Effect of Gefapixant (AF-219/MK-7264) on Cough Reflex Sensitivity (MK-7264-015)

Status:
Completed

Trial end date:
2016-05-16

Target enrollment:
0

Participant gender:
All

Summary

The primary objective of this double-blind crossover study is to assess the effect of single doses of 50 mg and 300 mg gefapixant (AF-219/MK-7264) on cough reflex sensitivity to capsaicin in both healthy participants and participants with chronic cough.

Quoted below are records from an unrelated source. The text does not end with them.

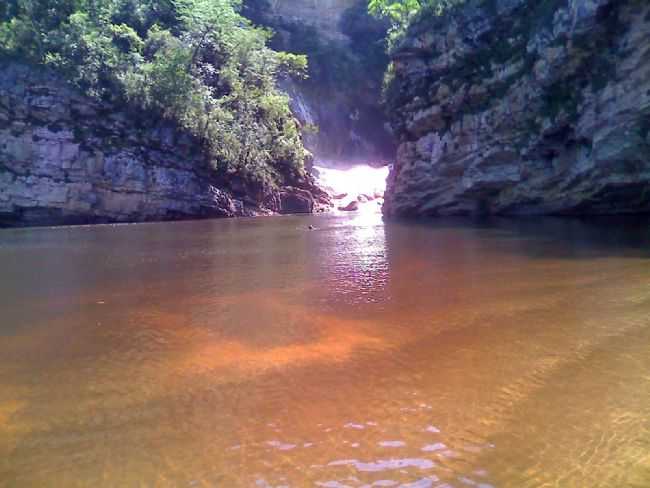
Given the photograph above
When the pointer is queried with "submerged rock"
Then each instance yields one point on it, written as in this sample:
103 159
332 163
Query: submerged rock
523 107
353 206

This study will also assess the effect of single doses of gefapixant on cough reflex sensitivity to adenosine triphosphate (ATP) in healthy participants and participants with chronic cough.

Phase:

Phase 2

Accepts Healthy Volunteers?

Accepts Healthy Volunteers

Details

Lead Sponsor:

Afferent Pharmaceuticals, Inc.

Criteria

Inclusion Criteria:

- Have provided written informed voluntary consent;

- Be able to speak, read, and understand English;

- Be males or females, of any race, between 18 and 80 years of age, inclusive;

- Have a body mass index (BMI) ≥18 and <35.0 kg/m2;

- Be in good general health with no clinically relevant abnormalities based on the
medical history, physical examination, clinical laboratory evaluations (hematology,
clinical chemistry, and urinalysis), and 12 lead electrocardiogram;

- Women of child bearing potential must have a negative pregnancy test at Screening and
prior to randomization.

- Women of child-bearing potential must use 2 methods of acceptable birth control from
Screening until 3 months after the last dose of study drug;

- Male subjects with partners of child-bearing potential (as defined in Inclusion No. 8)
must use 2 methods of acceptable birth control, 1 of which must be a barrier method;

- Subjects with chronic cough

- Be able to communicate effectively with the Investigator and other study center
personnel and agree to comply with the study procedures and restrictions

Exclusion Criteria:

- Current smoker;

- Individuals who have given up smoking within the past 6 months, or those with >20
pack-year smoking history(chronic cough subjects), or >10 pack-year smoking history
(healthy subjects);

- History of upper respiratory tract infection or recent significant change in pulmonary
status within 4 weeks prior to Screening or prior to randomization;

- History of concurrent malignancy or recurrence of malignancy within 2 years prior to
Screening (with the exception of < 3 excised basal cell carcinomas);

- History of a diagnosis of drug or alcohol dependency or abuse within the last 3 years;

- In the opinion of the Principal Investigator, an uncontrolled or unstable clinically
significant neurological, psychiatric, respiratory, cardiovascular, peripheral
vascular, gastrointestinal, hepatic, pancreatic, endocrinological, hematological, or
immunological disorder or an active infection;

- Clinically significant abnormal electrocardiogram (ECG) at Screening

- Significantly abnormal laboratory tests at Screening

- Breastfeeding;

- In the judgement of the Principal Investigator, other severe, acute, or chronic
medical or psychiatric condition or laboratory abnormality that may increase the risk
associated with trial participation or investigational product administration or may
interfere with the interpretation of trial results and would make the subject
inappropriate for entry into this trial.